ナチス時代、家族と私物のすべてを取り上げられ、強制収容所で過酷な労役を強いられた、フランクルという、ユダヤ人精神科医の話から始めます。
「夜と霧」という本に、出てくる話です。

惨殺への予感に全身金縛りにあうなかで、それでも生き延びるには、たとえその現実の可能性が、どれほど少なくても、やはり希望に賭けるほかありません。
たとえば次のクリスマスには、きっと家族に会えるはずだと。

でもその希望が潰えたとき、人はさらに深い絶望へと、突き落とされます。
実際収容所では、クリスマスから新年にかけて、ふだん以上に多くの死亡者が、出たといいます。

希望を捨てずにいるには、一つしか手が、ありませんでした。
希望を、極小にすることです。
あえて小さな問題に、かかずらわることで、その日その日を、しのぐことです。

今夜の食事に、ソーセージは、入っているだろうか?
残るわずかな煙草を、だれかのスープと交換したほうが、いいのだろうか?
切れた靴紐の代わりとなる、針金がうまく見つかるだろうか?
今日は気心の知れた作業グループに、入れるだろうか?

このように視野をあえて狭くし、気がかりを小刻みにすることで、絶望を小さくした、とフランクルは言います。

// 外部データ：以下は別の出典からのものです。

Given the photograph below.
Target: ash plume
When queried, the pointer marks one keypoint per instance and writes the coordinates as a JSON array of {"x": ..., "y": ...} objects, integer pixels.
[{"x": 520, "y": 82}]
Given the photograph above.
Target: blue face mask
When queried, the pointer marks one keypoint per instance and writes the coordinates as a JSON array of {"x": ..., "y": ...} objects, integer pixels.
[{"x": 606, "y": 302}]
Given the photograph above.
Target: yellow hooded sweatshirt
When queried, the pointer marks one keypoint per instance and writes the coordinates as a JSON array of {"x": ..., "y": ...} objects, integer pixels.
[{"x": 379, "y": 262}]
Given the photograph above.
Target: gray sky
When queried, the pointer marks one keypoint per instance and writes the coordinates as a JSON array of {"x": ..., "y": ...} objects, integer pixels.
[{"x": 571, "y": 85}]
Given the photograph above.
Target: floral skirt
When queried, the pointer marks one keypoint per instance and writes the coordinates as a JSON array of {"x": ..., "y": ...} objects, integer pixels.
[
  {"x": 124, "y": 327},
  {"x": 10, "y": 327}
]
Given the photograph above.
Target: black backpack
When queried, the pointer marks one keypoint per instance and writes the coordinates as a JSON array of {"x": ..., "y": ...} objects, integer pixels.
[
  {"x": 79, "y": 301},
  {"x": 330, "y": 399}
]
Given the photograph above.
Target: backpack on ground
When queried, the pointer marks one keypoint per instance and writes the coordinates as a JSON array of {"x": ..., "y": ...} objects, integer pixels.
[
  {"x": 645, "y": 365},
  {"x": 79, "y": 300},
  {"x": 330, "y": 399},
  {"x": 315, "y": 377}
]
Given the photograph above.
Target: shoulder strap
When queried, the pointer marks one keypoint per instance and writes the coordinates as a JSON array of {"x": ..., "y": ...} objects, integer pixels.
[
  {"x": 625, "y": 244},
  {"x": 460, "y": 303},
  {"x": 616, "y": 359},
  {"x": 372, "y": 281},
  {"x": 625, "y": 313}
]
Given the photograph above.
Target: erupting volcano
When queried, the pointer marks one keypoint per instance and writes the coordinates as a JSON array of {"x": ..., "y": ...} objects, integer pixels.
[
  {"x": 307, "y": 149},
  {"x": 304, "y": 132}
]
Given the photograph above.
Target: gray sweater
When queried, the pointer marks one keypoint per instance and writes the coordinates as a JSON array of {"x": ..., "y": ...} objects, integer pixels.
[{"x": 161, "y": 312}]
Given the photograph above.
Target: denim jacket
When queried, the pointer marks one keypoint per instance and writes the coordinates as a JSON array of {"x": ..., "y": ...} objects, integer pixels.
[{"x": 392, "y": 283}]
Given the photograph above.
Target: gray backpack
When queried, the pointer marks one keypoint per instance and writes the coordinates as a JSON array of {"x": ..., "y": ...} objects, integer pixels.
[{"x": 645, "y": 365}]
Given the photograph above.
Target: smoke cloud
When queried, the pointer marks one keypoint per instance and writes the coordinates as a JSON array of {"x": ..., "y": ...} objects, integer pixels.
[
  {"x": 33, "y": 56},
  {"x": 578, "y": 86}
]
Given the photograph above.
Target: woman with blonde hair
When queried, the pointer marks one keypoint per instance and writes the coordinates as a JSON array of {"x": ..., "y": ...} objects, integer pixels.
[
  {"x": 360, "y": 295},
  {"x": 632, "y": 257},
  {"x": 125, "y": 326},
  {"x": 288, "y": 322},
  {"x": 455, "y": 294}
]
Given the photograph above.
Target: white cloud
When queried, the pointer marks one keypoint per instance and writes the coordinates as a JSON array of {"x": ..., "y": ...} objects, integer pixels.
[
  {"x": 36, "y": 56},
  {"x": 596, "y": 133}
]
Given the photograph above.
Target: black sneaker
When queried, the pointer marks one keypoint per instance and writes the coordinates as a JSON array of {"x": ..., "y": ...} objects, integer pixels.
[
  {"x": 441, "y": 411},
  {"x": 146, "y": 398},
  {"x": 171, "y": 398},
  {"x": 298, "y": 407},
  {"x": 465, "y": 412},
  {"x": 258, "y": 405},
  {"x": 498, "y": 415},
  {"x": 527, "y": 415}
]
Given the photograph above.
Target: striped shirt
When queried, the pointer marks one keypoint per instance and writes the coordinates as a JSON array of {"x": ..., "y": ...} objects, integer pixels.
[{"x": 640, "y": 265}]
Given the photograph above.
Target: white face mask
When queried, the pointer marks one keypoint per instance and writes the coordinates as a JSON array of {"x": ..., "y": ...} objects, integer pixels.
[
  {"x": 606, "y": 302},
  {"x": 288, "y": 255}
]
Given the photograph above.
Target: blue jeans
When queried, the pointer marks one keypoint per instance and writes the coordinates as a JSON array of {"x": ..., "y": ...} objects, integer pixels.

この話から、希望を小刻みにすることが、人を幸せにすることになるのではないか、と思います。
希望を小刻みにして、多くの喜びを感じるのです 。

☆今日のご飯は、美味しかった。
☆仕事が無事に、終わった。
☆友だちの楽しい話が、できた。
☆いい本に、出会えた。
☆気持ちよく、眠ることができた。

小さな喜びを、一つ一つ大切にして、生きましょう。
ちょっとでも、いいことがあれば、「ラッキー」と楽しみたいものです。